She certainly figured out eBay. At the height of her power there, Whitman was an Oprah-like figure, greeted with raucous applause and chants of “Meg! Meg! Meg!” at the company’s 2003 eBay Live, in Orlando, Florida, a community event for the site’s buyers and sellers; she happily autographed T-shirts and trading cards that day for the 10,000 eBay enthusiasts who’d flocked to see her. Wall Street was no less adoring: In 2000, the stock hit $127.50 a share (it now trades around $23). Fortune twice named her (in 2004 and 2005) the most powerful woman in American business, and Forbes put her on its 2007 list of Best Bosses for delivering “superior returns to shareholders while not gorging on outrageous pay packages.” (Her salary averaged $1.7 million a year from 2001 to 2007, not counting her lucrative stock options.) When she arrived at eBay in 1998, the company had 30 employees, revenues of $4.7 million and a reputation as a place to buy and sell Beanie Babies. During Whitman’s 10-year tenure, the company exploded, becoming a global marketplace with more than 15,000 employees and revenues of $7.7 billion.
How much credit goes to Whitman? Back then there was a joke around the company that the business model was so strong, “a monkey could drive this train,” and one board member reportedly commented that the CEO “found a parade and ran in front of it.” But Whitman can take credit for several of the company’s key successes. She was known as a hands-on, very involved manager who dressed like her employees (“I wore khakis and button-down shirts every day,” she says. “I mean, it was the greatest thing ever”), who once camped out in the office for two weeks when the site crashed. She also saw to it that eBay reflected certain values (she banned the sale of guns, alcohol and Nazi memorabilia, among other things). She expanded the company aggressively overseas, establishing a strong foothold in Germany, Malaysia, the Philippines, India, South Korea and the Netherlands. In 2002, she masterminded the purchase of PayPal for $1.5 billion.
But for all the hagiography that surrounds Whitman (and most other billionaire CEOs), she also had her failures—some of them expensive. She was too late trying to establish an eBay foothold in Japan, eventually pulling out of the country altogether. Her purchase of Skype in 2005 for an estimated $2.6 billion is now seen as a disaster; the company took a $1.4 billion write-down on the purchase. And eBay has been involved in a number of lawsuits concerning the sale of counterfeit goods on the site (some they’ve won; some they’ve paid fines).
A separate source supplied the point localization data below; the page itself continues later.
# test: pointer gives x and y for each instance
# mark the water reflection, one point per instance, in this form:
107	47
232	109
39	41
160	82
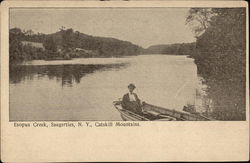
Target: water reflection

In fact, while Whitman’s first seven years are an acknowledged triumph, once the company started to cool, the remaining three years of her stewardship are generally agreed to have been less impressive. Of course to voters, specific successes and setbacks may matter less than Whitman’s professional résumé. She steered a massive company for a decade, and that’s what she’s campaigning on when she says, “There are tremendous efficiencies that can be had by running the government a little bit more like a business.”
After interviewing Whitman at her headquarters, I head back to San Francisco for her umpteenth campaign stop since she formed her exploratory committee in February 2009. At this event, on the top floor of the city’s second tallest building, she is receiving an award from the California Women’s Leadership Association. She has changed outfits since the afternoon and looks great in a gold-checked Nehru jacket, slacks and pearls. Through the year I have watched her warm to public speaking, particularly in smaller venues like this one, where she can see people’s faces. “When I first considered running,” she tells the crowd, “the question I had to ask myself was, is California actually governable?” I’ve heard her use the line before, and it works again here; 100 or so well-dressed men and women all stop chewing cheese cubes long enough to laugh with her. “I have concluded that California is governable,” she continues, her tone supremely self-confident. “But it will take a very different approach.”